What are you on about
That bad boy was dry as hell.
?
@@JT-sk3mgtrue
BTW She did wash her hands. Kinda petty, be kind. Especially when it’s her cooking in her own home. She is sharing her way. Not yours.
Fat side down?
here's the full recipe: tastefullygrace.com/oven-smoked-brisket/
Of course not - always up
Is this a parody or skit? This isn't a serious cooking show right? I honestly can't tell.
I believe this is a compliment? Thank you!😊
Why did you not wash your hands, nor wash the meat? Then you put your hands all over the meat. You also mentioned the meat being done once it reached a certain temperature, but I would like to know how long, or many hours to cook it. I notice that you did not use any veggies. Interesting. It looks delicious though.
There’s no need to wash the meat! And I of course, washed my hands. The full recipe is linked in the caption. I hope this helps!

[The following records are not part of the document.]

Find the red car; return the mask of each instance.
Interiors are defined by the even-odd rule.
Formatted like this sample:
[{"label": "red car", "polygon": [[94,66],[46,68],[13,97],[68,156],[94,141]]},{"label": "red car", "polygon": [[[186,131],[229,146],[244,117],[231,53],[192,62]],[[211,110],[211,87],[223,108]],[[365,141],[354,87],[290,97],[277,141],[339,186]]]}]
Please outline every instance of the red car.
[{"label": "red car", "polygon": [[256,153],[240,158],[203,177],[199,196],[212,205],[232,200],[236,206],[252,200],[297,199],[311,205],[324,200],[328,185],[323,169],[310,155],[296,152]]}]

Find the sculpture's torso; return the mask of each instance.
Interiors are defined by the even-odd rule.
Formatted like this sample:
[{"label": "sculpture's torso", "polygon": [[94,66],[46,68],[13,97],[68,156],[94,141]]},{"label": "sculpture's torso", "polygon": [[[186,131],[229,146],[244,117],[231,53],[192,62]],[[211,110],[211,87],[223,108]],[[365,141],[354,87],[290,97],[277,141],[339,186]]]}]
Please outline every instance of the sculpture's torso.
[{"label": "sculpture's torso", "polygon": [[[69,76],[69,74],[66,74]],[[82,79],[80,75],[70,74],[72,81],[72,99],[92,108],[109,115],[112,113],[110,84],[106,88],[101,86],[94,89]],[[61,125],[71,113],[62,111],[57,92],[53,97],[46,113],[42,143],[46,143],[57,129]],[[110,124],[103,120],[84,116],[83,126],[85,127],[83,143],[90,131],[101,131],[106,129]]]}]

@@TastefullyGrace Yes, it helps and thank you. However, why do you say that there is no reason to wash the meat? We are warned all the time about the transfer of salmonella from raw meat. Maybe that is your practice, not mine.
@@Scarlet99977 Here in the US, the CDC recommends NOT washing meat as it can contaminate surfaces and other food. Properly cooking meat to a safe temperature without washing is what the CDC recommends as the safest practice. I'm not knocking your methods, and you should do what you're comfortable with. But studies show that washing meat is more likely to transfer salmonella.
@@Oklaoz Well you go ahead and not wash your meat. I shall always wash everything I touch in the kitchen and use gloves. I am not putting m fingers all down in salads and things like dressing, then start scratching and touching my nose and petting the dog. Some people are so nasty in the kitchen. Good luck with not washing your meat.
@@Scarlet99977 when you wash your meat bloody water splashes around and makes you more likely to spread the disease on yourself and around your kitchen. Simply cooking your meat to an internal temp of 145 degrees kills the bacteria you are worried about. You should always wear gloves if you have any damage to your skin where pathogens could possibly enter your body but if you don't have any damage to your skin you don't need gloves, thoroughly washing your hands with soap and water after handling the meat will suffice to kill any bacteria.